Wozniak was then quietly working as a midlevel engineer in the Apple II division,
serving as a humble mascot of the roots of the company and staying as far away from management and corporate politics as he could.
He felt, with justification, that Jobs was not appreciative of the Apple II,
which remained the cash cow of the company and accounted for 70% of its sales at Christmas 1984.
"People in the Apple II group were being treated as very unimportant by the rest of the company," he later said.
"This was despite the fact that the Apple II was by far the largest-selling product in our company for ages, and would be for years to come."
He even roused himself to do something out of character;
he picked up the phone one day and called Sculley,
berating him for lavishing so much attention on Jobs and the Macintosh division.
Frustrated, Wozniak decided to leave quietly to start a new company that would make a universal remote control device he had invented.

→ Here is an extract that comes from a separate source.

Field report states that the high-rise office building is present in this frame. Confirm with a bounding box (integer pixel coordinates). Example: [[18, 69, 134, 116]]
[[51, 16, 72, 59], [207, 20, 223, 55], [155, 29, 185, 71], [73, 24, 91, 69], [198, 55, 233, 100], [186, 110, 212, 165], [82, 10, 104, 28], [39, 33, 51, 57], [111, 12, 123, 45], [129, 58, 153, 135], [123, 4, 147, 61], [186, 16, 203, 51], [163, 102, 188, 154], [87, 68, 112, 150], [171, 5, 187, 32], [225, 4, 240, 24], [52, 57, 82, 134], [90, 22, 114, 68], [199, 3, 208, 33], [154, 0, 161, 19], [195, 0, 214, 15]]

It would control your television, stereo,
and other electronic devices with a simple set of buttons that you could easily program.
He informed the head of engineering at the Apple II division,
but he didn't feel he was important enough to go out of channels and tell Jobs or Markkula.
So Jobs first heard about it when the news leaked in the Wall Street Journal.
In his earnest way, Wozniak had openly answered the reporter's questions when he called.
Yes, he said, he felt that Apple had been giving short shrift to the Apple II division.
"Apple's direction has been horrendously wrong for five years," he said.
Less than two weeks later Wozniak and Jobs traveled together to the White House,
where Ronald Reagan presented them with the first National Medal of Technology.
The president quoted what President Rutherford Hayes had said when first shown a telephone
"An amazing invention, but who would ever want to use one?"
and then quipped, "I thought at the time that he might be mistaken."
Because of the awkward situation surrounding Wozniak's departure, Apple did not throw a celebratory dinner.
So Jobs and Wozniak went for a walk afterward and ate at a sandwich shop.
They chatted amiably, Wozniak recalled, and avoided any discussion of their disagreements.